Keller Williams pulls together

Agents use RED Day to clean up Leschi Park

Keller Williams pulls together

Keller Williams pulls together

Agents with the Ben Kinney Team at Keller Williams Realty spent this year’s RED Day pulling weeds and invasive ivy and blackberry out of Leschi Park.

Short for Renew, Energize and Donate, RED Day is an annual day of service for all Keller Williams Realty offices around the world.

“All the offices close on this day, and we all have our RED Day committees to decide what ours is,” said Christi Webster, director of operations for the Ben Kinney Team. “One of our agents lives right by here, and I think she was talking to the parks department.”

That was managing broker Janice Brown, who is also president of the Leschi Community Council.

Webster said her team volunteered with Mary’s Place and the YMCA for food and Mother’s Day baskets last year, and had a work party at Camp Long in West Seattle the year before that. Parks are a good fit for RED Day, she said, because it’s easy to get volunteers all together in one place.

“There’s all kinds of really cool history about the park,” Darcy Thompson told volunteers before the cleanup started on May 10.

A neighborhood volunteer and member of the Friends of Frink Park, Thompson said Leschi is one of Seattle’s older parks.

Seattle’s old trolley line terminated there, the trestle still visible behind on the west end. People would get off and walk down to Lake Washington to catch a ferry to Mercer Island or the Eastside, Thompson said.

Developers had held on to the land for a number of years, building around it and using the park to offer various amenities. It had housed elk and other wildlife, Thompson said.

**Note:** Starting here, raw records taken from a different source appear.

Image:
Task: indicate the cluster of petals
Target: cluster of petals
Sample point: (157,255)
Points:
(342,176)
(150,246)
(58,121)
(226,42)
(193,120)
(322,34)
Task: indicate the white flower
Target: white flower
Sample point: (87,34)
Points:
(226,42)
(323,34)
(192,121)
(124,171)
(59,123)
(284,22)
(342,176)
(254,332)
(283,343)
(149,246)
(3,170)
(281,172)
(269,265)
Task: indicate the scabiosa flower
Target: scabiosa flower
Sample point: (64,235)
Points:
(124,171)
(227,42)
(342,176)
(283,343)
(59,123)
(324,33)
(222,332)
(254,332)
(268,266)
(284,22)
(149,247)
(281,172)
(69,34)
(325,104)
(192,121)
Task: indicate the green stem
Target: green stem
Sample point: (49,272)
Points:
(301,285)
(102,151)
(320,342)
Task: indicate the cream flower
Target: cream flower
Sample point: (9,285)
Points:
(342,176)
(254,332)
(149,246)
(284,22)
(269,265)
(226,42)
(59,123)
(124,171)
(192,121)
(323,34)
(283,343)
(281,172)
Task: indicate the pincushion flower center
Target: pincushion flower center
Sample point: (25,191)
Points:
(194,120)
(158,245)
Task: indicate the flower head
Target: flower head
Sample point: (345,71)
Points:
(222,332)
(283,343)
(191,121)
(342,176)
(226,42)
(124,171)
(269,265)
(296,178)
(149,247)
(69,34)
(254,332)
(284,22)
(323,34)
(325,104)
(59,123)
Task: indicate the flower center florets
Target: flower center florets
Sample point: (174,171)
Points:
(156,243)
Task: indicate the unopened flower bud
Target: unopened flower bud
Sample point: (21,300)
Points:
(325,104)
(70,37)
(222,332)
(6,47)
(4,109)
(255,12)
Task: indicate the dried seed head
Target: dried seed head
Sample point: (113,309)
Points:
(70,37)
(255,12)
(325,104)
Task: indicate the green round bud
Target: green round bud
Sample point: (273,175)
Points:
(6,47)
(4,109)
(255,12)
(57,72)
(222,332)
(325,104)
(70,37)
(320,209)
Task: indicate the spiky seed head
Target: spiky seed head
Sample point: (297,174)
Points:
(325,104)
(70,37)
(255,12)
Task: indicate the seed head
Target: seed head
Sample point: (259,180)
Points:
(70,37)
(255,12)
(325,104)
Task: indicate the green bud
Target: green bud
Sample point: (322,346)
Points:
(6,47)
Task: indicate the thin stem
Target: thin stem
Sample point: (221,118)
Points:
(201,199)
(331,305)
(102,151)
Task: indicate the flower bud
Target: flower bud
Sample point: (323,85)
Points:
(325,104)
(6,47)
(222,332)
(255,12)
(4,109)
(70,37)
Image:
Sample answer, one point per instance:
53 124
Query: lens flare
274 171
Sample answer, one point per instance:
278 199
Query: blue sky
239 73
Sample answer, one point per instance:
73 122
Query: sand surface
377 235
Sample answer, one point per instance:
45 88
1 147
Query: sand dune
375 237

When the land was granted to the City of Seattle, the animals were moved to Woodland Park for its new zoo.

Leschi Park celebrated 100 years as a public park in 2003.

Volunteers have historically focused on Upper Leschi Park, where it connects to Frink Park, said John Barber, who has been the Parks and Greenspace Committee chair for the Leschi Community Council since 1983. Fighting blackberries on the Cable Car Bridge Pathway has been an ongoing battle for the past 15 years, he said.

At 18 1/2 acres, Leschi Park’s needed plant and weeding maintenance is a tough job, and not something Seattle Parks and Recreation can take on alone, Barber said; that’s why volunteer support is so important.